En 1814, Joseph suit le sort de la famille impériale déchue ; il erre entre la Suisse et l'Italie, surveillé, soupçonné, encore traité en prince par certains et en paria par d'autres. Les Cent-Jours le trouvent dans une posture ambiguë : fidèle au souvenir de l'Empire, écarté du gouvernement du retour. Après Waterloo, la France fermée, l'Europe hostile, il choisit l'Atlantique. Sous le nom de comte de Survilliers — toponyme emprunté à une terre familiale —, il débarque aux États-Unis avec une partie du trésor sauvé de Vitoria, ce qui alimente les légendes d'or noyé dans l'océan et les procès d'opinion.

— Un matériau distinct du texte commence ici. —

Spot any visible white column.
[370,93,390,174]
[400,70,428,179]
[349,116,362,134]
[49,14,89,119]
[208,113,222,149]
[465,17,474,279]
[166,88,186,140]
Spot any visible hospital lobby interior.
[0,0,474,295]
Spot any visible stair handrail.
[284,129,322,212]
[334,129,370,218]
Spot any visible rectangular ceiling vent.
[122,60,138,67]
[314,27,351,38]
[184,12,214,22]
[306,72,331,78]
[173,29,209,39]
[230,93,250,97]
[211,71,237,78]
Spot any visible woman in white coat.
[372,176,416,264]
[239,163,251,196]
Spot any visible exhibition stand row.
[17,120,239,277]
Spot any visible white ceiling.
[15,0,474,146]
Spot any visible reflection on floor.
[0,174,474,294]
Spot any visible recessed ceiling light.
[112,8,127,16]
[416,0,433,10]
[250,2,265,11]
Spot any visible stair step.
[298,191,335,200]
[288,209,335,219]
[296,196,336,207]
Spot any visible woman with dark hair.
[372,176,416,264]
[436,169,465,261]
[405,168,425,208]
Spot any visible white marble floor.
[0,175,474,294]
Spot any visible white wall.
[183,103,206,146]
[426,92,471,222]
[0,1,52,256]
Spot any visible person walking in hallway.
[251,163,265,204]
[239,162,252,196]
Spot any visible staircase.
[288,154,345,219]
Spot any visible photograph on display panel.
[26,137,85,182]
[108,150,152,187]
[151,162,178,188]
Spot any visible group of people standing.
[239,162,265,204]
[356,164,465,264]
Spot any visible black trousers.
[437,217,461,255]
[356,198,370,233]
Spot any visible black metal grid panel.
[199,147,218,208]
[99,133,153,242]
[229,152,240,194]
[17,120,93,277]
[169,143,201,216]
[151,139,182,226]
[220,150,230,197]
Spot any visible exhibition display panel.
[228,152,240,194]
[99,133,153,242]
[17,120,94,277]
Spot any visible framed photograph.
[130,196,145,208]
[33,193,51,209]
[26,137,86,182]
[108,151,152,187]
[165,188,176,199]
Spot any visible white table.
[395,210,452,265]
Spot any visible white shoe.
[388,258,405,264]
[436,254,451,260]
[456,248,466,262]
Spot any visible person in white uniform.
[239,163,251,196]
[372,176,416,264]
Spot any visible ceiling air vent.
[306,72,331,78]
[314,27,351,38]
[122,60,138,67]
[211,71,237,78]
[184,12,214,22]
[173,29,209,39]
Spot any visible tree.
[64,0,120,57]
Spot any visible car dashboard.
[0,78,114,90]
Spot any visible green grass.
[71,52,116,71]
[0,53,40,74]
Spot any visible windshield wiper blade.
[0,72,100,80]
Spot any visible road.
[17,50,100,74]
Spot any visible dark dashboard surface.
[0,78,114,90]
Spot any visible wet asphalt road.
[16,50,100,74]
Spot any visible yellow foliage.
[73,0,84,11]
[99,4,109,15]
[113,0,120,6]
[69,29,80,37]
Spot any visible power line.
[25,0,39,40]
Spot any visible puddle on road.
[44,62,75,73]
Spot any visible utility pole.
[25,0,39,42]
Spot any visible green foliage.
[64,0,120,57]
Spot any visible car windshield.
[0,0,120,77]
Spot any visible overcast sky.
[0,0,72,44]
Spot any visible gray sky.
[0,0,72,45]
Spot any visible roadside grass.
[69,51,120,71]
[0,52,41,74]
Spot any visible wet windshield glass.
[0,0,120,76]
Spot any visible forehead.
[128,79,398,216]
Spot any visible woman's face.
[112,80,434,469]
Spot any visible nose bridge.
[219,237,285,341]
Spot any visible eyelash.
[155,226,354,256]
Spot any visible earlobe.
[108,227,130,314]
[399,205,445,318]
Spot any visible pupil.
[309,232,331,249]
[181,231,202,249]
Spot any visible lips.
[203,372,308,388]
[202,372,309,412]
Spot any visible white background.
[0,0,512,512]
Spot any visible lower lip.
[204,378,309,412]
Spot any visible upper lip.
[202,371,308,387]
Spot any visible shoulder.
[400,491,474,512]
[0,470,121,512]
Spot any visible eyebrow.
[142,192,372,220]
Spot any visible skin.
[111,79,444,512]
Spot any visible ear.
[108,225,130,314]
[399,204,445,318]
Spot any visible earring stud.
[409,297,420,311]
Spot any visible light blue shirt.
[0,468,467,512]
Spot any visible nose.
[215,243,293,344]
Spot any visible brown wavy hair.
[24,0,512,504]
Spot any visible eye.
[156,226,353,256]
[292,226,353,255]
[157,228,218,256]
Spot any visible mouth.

Près de Bordentown, au New Jersey, puis à Point Breeze près de Philadelphie, il bâtit une résidence fastueuse : parcs, bibliothèque, collections, salon où se pressent exilés bonapartistes, curieux, hommes d'affaires. Il fréquente les milieux d'affaires de Philadelphie — dont le banquier Stephen Girard —, échange une correspondance dense avec les siens, rédige des Mémoires où il défend sa politique napolitaine et minimise — sans toujours convaincre — ses erreurs espagnoles. Les Américains l'appellent « Mr Bonaparte » avec une familiarité républicaine qui le dépayse et le console.

En 1841, raisons de famille et santé le ramènent en Europe ; il s'installe en Toscane. Il meurt à Florence le 28 juillet 1844, à soixante-seize ans, après avoir longtemps signé ses lettres « Joseph Napoléon, roi d'Espagne » — titre fantôme, obsession douloureuse. Les Second Empire et la mémoire bonapartiste finiront par lui rendre une sépulture à la hauteur du nom : en 1862, son corps est transféré aux Invalides, voisin de celui de Napoléon Ier. L'aîné rejoint le cadet dans le marbre et l'or du dôme — non pas l'égal de l'empereur dans l'histoire, mais compagnon d'une même ombre impériale.